When the patients' vision levels at the last examination were examined, 24 eyes (24%) were below 20/200, 37 eyes (36%) were between 20/200 and 20/40, and 41 eyes (40%) were above 20/40 according to the Snellen chart. After an average of 10 years, 76% of our participants were self-sufficient, while 40% had sufficient vision to drive in many countries. In the Moorfields group, 67.1% of the patients were above 20/70, 33.5% had a final vision level above 20/40, and 14% were below 20/200. In the SEVEN-UP study, one-third of the patients were above 20/70, while a quarter were above 20/40 [13, 16]. Similar rates have been observed in studies categorized according to vision level; however, the disease remains active in many patients. In our study, after an average of 10 years, MNV had become inactive (fibrotic or atrophic scar) in only 13 eyes (13%), with no need for injections for at least 12 months. Although effective treatment can prevent blindness in wet AMD patients, the potential for recurrence necessitates continuous follow-up.

Anti-VEGF therapy raises concerns regarding long-term ocular side effects, particularly macular atrophy (MA).

In contrast to geographic atrophy, neovascular atrophy does not exhibit an oval or round shape, and the underlying choroidal vessels may sometimes not visible. Although various imaging modalities have been investigated, a definitive gold standard has yet to be established. Multimodal imaging is widely regarded as the most effective approach [10, 23]. In our study infrared images obtained during OCT imaging were evaluated because of the lack of fundus autofluorescence and colored fundus photography in many cases. Comparing the first and last visit images, progression of macular atrophy was noted in 70 (69%) eyes over an average follow-up period of 10 years, which is consistent with the findings of other studies (Seven up 98%, Munk et al. 74%, Li et al. 53.6%, Tsilimbaris et al. 50.9%) [13, 23,24,25]. MA development is characterized by risk factors including type 3 MNV, choroidal thinning, age, and posterior vitreous detachment [26]. In our study, MA progression was observed more frequently in PDT patients, possibly attributed to additional choroidal thinning. Kawai et al. reported similar results with PDT in their study involving polypoidal choroidal vasculopathy patients [27]. It remains uncertain whether MA development in patients with nAMD is due to disease progression or anti-VEGF treatment. Long-term studies are yet to establish a definitive link between MA and anti-VEGF injections.

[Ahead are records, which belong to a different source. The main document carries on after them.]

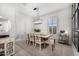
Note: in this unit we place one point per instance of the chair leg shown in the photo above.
(52, 47)
(40, 47)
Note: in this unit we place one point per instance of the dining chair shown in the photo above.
(51, 42)
(27, 39)
(38, 41)
(31, 38)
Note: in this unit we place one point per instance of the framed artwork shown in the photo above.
(52, 24)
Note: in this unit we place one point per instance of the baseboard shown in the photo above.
(76, 53)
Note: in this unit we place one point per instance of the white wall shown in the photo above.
(20, 22)
(64, 22)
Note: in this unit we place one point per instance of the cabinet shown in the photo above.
(7, 46)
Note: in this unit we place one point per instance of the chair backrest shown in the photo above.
(37, 37)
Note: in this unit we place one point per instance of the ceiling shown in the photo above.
(44, 8)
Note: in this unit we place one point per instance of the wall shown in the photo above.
(20, 22)
(64, 22)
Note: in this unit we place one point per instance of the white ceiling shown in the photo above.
(44, 8)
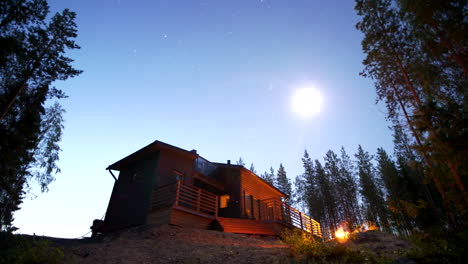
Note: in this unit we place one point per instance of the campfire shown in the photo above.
(341, 234)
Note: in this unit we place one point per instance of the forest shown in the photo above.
(416, 54)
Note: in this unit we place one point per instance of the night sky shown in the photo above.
(216, 76)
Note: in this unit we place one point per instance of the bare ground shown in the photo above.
(171, 244)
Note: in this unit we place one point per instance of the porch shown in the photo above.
(267, 217)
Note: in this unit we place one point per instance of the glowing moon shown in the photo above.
(306, 102)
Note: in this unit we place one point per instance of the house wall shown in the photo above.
(130, 199)
(253, 186)
(170, 161)
(231, 178)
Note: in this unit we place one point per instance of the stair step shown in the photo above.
(246, 226)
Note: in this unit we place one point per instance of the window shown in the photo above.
(223, 201)
(178, 176)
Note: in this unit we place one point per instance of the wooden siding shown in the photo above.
(160, 216)
(256, 190)
(231, 178)
(185, 219)
(253, 185)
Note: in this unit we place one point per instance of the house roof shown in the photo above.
(154, 146)
(240, 167)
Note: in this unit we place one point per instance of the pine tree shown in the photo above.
(335, 198)
(325, 209)
(306, 187)
(416, 53)
(283, 183)
(269, 176)
(240, 162)
(252, 168)
(348, 188)
(372, 195)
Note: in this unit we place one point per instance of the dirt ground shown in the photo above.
(171, 244)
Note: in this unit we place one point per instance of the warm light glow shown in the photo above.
(306, 102)
(341, 234)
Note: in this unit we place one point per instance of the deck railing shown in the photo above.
(278, 211)
(185, 196)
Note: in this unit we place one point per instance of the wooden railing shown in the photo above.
(278, 211)
(185, 196)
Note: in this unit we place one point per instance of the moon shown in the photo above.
(306, 102)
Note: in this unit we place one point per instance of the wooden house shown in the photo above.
(164, 184)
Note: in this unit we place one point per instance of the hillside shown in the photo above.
(171, 244)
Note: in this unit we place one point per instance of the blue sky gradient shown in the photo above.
(216, 76)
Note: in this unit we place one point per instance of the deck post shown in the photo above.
(198, 200)
(216, 206)
(300, 218)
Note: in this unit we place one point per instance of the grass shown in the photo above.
(18, 249)
(306, 247)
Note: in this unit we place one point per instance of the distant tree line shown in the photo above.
(417, 55)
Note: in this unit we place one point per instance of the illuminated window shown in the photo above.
(223, 201)
(178, 176)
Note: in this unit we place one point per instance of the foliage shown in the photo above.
(314, 250)
(416, 54)
(432, 247)
(240, 162)
(32, 57)
(283, 183)
(373, 201)
(252, 168)
(269, 176)
(15, 249)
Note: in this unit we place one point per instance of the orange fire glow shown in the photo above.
(341, 234)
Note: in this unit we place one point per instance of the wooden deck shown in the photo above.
(197, 208)
(248, 226)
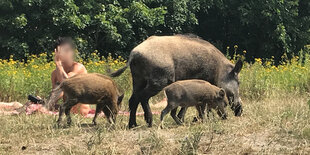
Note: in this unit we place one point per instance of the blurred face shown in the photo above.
(66, 53)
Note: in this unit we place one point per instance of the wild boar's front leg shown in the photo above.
(201, 111)
(98, 109)
(69, 104)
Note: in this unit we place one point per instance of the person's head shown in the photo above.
(66, 47)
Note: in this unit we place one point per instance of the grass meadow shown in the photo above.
(276, 118)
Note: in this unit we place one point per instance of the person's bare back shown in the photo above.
(66, 67)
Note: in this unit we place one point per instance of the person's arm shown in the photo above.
(54, 79)
(59, 68)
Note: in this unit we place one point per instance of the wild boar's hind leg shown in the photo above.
(173, 115)
(181, 114)
(133, 105)
(61, 110)
(201, 111)
(67, 107)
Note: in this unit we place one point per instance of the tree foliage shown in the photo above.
(264, 28)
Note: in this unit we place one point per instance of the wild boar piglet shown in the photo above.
(89, 88)
(197, 93)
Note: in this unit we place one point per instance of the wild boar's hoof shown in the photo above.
(224, 117)
(130, 126)
(195, 119)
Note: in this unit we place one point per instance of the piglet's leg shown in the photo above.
(181, 114)
(61, 110)
(98, 109)
(69, 105)
(201, 111)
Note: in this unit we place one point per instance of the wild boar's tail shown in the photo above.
(120, 71)
(54, 96)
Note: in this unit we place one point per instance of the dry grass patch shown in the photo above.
(270, 126)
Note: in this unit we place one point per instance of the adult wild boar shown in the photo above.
(89, 88)
(162, 60)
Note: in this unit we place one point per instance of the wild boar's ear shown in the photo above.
(221, 93)
(237, 67)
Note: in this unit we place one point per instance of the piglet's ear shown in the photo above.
(221, 94)
(237, 67)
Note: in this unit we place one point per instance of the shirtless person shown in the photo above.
(66, 67)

The strengths of our study include the substantial sample size (102 eyes) and the extended follow-up period (mean, 116 ± 25 months). Initial examinations included FA for 79 of 82 patients, and both FA and ICG for 41 patients. The study included all patients who received anti-VEGF treatment with follow-ups of at least seven years, irrespective of initial vision, thus avoiding selection bias and reflecting real-life data. A limitation of this study is its retrospective design, a common characteristic of long-term studies, as well as the absence of multimodal imaging for the evaluation of macular atrophy.

In conclusion, for patients with nAMD, visual acuity can be significantly preserved long-term with regular follow-up and consistent intravitreal anti-VEGF treatment.